A villager who refused to be identified confirmed the incident by telephone. The rebels had introduced themselves as Taliban militants, he said.
But a spokesman for the extremist militia, Yousuf Ahmadi, said the Taliban were not involved.
“Whoever they were, they were not our mujahidin,” Ahmadi said.
The rebel group has killed dozens of Afghans employed by the government or its international military or development partners as part of a campaign to undermine support for Afghan President Hamid Karzai’s government.
Education is one of the successes of post-Taliban Afghanistan with about 6.2 million children enrolled in school, up from 1 million in 2001, when the extremist Taliban regime was removed.
It is also one of the main targets of a Taliban insurgency.

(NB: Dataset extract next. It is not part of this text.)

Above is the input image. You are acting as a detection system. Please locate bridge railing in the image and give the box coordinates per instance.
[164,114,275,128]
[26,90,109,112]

Attacks left 220 pupils and teachers dead last year, the education ministry says.
BOMBING
Meanwhile, a bomb in Shindand District killed three bodyguards of a district chief, including his son.
Lal Mohammad Omarzai said the bomb was apparently hidden in a three-wheel motorcycle near the district center and remotely detonated as his two-vehicle convoy passed.
“Three of my bodyguards, one of them my son, were martyred and five others were wounded,” said Omarzai, who was not hurt in the attack.
Shindand , home to armed rebels, is the focus of one of the biggest claims of civilian casualties in air strikes since international troops arrived in Afghanistan to remove the Taliban.
An Afghan investigation and a UN rights team have said more than 90 civilians, many of them women and children, were killed in Aug. 22 strikes.
The US military says only five to seven civilians were killed along with 30 to 35 militants.